1. A public facing webservice that accepts registrations and stores them persistently before returning a signed receipt (I don't think we currently do that, but that's easy). This service doesn't need special hardware and can theoretically be implemented in a serverless way, to facilitate infinite scalability. It's a classic webservice and can use common best practices, like an api gateway.
2. Persistent storage for registrations. Here, too, we can do common best practices, like use DynamoDB or equivalent with careful backups to minimize data loss.
3. A publicly inaccessible backend service that works on the actual proofs. This is where the strong hardware is needed and we also need to regularly backup the disk to enable recovery in case of a crash. This service connects to nodes for transmitting the final proof.
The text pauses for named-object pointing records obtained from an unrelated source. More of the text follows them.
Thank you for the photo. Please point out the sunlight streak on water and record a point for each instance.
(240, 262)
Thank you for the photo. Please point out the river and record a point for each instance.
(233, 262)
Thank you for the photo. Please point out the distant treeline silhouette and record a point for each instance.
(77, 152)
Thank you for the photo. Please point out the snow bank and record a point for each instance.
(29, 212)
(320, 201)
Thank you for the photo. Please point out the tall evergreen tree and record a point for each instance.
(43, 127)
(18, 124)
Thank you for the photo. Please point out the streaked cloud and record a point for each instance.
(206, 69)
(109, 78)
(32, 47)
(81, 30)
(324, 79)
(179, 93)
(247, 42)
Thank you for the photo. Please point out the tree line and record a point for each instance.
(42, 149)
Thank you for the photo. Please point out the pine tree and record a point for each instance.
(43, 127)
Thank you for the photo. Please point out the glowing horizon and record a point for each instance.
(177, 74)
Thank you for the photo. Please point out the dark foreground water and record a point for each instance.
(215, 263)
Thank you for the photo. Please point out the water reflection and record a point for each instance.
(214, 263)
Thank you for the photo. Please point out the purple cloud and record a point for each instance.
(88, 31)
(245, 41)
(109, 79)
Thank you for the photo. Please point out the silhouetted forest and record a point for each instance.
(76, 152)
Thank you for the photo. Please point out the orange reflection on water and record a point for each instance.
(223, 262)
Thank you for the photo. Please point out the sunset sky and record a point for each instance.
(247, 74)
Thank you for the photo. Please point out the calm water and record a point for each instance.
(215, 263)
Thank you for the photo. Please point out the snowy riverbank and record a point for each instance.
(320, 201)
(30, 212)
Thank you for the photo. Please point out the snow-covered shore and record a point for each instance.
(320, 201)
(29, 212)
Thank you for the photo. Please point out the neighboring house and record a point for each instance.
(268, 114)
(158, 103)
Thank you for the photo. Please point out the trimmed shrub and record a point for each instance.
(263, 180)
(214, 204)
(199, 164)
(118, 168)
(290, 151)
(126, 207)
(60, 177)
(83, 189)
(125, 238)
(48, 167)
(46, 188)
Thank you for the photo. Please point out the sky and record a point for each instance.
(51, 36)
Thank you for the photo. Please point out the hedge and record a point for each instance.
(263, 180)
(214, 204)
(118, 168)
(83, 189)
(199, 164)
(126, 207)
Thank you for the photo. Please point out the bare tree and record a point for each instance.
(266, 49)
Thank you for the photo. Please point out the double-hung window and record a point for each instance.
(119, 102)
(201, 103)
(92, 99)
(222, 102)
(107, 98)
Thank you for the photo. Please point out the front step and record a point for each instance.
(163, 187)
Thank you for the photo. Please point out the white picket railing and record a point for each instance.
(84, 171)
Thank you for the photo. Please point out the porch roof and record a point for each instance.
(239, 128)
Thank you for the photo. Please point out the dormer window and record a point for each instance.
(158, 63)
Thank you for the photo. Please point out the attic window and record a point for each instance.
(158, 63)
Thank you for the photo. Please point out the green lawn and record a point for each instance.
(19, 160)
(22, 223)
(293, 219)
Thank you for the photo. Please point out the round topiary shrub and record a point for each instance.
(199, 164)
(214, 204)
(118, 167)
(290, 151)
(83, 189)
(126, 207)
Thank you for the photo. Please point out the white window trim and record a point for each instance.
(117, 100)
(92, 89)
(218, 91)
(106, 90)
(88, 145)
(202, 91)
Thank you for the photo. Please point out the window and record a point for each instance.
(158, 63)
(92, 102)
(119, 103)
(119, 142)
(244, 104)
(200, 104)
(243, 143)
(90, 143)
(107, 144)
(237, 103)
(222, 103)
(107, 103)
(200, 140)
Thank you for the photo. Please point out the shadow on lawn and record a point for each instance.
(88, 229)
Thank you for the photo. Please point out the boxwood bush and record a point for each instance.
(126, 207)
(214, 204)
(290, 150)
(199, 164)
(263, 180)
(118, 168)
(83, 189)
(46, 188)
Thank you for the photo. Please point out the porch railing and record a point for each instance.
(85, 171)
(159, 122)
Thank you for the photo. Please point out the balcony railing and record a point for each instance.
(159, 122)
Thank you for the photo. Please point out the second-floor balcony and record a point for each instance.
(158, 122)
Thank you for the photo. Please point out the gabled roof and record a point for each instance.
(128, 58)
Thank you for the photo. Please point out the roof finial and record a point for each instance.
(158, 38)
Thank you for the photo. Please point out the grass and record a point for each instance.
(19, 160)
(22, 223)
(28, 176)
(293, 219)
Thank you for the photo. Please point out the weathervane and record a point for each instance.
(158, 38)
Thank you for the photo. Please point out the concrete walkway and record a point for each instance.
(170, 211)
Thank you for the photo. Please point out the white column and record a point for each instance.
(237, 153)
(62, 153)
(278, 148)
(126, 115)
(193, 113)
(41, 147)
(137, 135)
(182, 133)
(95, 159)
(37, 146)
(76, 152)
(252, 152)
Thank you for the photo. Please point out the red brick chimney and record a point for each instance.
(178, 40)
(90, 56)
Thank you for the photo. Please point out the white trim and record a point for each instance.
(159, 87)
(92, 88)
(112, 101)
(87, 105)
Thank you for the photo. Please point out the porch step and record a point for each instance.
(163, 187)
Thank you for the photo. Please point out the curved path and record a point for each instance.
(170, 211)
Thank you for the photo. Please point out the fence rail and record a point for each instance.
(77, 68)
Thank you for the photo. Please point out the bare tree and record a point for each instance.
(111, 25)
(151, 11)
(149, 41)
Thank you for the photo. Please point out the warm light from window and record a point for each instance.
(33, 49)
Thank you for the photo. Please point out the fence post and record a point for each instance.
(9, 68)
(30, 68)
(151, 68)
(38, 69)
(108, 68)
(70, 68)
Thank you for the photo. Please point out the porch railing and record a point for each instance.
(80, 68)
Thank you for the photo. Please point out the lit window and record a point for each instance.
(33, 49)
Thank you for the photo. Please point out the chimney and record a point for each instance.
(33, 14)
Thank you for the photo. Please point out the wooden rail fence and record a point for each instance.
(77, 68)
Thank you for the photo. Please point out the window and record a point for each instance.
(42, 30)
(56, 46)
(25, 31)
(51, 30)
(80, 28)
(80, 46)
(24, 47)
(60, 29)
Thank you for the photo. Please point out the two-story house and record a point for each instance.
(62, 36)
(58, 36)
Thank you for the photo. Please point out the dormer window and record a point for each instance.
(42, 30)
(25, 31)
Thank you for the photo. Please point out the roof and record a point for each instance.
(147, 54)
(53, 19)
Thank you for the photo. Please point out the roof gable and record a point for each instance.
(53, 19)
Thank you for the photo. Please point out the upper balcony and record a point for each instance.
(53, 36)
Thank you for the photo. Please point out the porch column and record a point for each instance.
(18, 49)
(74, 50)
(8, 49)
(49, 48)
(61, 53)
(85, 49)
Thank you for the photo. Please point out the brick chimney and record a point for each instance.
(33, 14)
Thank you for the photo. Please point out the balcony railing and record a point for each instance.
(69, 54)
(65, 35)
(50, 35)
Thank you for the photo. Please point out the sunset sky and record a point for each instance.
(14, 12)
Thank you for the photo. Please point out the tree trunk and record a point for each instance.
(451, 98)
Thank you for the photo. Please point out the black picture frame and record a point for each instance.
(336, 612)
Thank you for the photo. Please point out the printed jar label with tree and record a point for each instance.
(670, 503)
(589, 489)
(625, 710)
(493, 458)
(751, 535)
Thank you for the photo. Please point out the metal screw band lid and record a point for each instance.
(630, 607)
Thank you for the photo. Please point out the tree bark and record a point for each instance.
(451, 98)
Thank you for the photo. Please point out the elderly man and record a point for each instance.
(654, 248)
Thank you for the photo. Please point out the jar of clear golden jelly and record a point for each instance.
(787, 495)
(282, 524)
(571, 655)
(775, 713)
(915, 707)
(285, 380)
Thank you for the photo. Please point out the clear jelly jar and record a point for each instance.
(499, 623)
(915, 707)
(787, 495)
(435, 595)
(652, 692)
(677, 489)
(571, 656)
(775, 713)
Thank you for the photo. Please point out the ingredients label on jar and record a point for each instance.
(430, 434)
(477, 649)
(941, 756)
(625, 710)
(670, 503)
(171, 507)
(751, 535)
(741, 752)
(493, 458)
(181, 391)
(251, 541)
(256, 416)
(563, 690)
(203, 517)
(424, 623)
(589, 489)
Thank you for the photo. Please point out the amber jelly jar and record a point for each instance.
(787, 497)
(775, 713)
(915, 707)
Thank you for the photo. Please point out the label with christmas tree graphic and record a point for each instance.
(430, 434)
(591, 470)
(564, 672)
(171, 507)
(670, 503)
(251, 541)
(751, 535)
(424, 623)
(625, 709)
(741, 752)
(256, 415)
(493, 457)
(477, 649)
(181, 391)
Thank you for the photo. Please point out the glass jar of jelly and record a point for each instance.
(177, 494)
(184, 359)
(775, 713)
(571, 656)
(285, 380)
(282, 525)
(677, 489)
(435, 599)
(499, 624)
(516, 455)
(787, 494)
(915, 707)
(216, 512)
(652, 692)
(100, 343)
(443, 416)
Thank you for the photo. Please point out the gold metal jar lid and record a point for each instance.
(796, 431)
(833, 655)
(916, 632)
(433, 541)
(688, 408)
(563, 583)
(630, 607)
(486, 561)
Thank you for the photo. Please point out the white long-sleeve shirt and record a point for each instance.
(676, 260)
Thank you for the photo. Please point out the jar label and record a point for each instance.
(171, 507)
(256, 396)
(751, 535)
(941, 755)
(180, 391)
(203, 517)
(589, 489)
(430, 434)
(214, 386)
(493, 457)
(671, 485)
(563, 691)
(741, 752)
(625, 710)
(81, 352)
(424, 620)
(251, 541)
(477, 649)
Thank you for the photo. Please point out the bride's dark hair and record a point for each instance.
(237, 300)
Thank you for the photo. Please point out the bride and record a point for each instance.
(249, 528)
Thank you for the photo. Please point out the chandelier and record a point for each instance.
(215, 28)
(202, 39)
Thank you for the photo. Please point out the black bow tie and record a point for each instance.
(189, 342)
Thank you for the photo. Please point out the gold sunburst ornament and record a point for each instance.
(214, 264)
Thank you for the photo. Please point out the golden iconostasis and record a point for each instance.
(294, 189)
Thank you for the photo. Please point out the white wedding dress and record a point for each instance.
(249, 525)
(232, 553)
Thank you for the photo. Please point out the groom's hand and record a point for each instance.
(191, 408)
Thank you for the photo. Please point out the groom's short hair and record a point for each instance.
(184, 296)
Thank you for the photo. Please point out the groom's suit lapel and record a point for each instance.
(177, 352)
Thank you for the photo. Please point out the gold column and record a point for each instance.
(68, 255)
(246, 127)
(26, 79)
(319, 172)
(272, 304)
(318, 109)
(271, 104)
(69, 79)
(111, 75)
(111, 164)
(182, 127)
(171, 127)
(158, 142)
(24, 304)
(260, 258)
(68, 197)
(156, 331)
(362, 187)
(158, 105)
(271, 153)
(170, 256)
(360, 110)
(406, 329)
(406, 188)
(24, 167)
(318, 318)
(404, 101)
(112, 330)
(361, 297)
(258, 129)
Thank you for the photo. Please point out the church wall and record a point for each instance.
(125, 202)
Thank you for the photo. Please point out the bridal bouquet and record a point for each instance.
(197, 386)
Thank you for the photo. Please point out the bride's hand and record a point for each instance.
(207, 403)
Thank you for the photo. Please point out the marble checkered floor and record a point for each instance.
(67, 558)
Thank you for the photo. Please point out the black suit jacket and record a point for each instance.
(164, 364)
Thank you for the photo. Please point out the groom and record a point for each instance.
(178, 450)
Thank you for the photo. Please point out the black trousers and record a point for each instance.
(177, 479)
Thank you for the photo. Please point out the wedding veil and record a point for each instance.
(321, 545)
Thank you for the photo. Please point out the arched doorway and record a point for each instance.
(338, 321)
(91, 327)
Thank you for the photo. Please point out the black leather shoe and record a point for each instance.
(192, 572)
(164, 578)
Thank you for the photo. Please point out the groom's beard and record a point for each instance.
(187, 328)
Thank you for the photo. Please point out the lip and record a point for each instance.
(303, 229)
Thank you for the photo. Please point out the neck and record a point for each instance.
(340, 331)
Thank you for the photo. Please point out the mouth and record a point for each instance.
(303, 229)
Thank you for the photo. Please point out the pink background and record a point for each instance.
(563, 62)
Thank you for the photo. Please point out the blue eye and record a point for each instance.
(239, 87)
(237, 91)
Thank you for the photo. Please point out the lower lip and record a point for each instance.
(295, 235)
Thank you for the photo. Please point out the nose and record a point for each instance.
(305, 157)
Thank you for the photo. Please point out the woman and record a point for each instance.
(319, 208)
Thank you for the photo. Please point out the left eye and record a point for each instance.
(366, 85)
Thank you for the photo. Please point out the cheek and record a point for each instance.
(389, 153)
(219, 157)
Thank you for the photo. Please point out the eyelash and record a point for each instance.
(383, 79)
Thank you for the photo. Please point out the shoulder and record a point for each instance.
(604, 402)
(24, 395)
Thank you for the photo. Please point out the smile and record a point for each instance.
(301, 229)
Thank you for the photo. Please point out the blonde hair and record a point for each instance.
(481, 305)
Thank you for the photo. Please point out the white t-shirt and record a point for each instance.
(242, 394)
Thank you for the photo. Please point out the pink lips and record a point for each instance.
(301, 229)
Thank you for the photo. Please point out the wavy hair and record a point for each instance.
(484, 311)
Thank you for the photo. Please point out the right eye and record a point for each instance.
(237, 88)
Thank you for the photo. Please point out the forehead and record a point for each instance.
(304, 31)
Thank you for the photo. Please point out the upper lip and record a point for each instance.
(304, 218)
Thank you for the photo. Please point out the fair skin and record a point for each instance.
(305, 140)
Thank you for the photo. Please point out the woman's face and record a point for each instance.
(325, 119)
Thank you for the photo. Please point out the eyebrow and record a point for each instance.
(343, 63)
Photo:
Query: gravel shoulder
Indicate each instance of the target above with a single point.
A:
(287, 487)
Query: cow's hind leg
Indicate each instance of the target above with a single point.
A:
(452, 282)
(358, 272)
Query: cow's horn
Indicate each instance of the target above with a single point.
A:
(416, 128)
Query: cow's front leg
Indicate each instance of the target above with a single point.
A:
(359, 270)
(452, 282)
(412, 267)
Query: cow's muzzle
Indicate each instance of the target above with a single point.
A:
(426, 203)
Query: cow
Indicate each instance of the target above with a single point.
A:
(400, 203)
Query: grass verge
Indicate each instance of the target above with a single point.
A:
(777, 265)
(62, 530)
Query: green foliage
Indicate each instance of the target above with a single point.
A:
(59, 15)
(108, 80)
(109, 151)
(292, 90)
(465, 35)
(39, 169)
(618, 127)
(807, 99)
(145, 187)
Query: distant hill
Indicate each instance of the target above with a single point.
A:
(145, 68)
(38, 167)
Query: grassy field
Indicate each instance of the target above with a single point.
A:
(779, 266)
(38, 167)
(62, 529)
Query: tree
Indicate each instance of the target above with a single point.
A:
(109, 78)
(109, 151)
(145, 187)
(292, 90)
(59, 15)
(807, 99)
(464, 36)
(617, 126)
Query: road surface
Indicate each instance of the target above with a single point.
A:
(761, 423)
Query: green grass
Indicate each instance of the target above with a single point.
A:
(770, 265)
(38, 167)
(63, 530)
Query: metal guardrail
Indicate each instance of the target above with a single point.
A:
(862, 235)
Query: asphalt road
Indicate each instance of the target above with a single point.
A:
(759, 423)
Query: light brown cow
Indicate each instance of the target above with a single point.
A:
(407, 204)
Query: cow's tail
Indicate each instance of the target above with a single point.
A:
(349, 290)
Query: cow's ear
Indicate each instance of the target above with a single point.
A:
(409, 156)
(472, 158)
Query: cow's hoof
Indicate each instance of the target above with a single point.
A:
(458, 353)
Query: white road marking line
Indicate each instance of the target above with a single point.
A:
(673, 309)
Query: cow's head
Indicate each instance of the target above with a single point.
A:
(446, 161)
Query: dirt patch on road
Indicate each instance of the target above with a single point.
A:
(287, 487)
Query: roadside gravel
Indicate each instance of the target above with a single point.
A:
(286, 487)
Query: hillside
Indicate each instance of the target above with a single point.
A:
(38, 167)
Since we want to have PoETs starting at different times, we can do an optimization where instead of duplicating this entire setup for every start time, we have a single instance of parts 1 and 2 above and only a separate part 3 for every parallel instance.

[noamnelke]

Found the old doc I wrote about this: https://docs.google.com/document/d/1mlk9QqVywUfyXPb5LNgo6HMuky647u9CCqeSFVd5KLE/edit?usp=sharing

[noamnelke]

smeshers

We should benchmark how long it takes to create a PoST proof per space unit and make each "big smesher" as big as possible, as long as it can still produce a PoST proof quickly enough that it fits in the "PoET gap" (a name I just invented to describe the gap between when a PoET proof is published and the next PoET round begins).

This is the easiest solution, technically.

We can also do all kinds of optimizations to make creating huge PoST proofs faster, like doing more hashing in parallel in the GPU and considering how we want to arrange the data on RAID arrays to allow fast parallel reads of related data. But for now just controlling how big each smesher is should be enough, imo.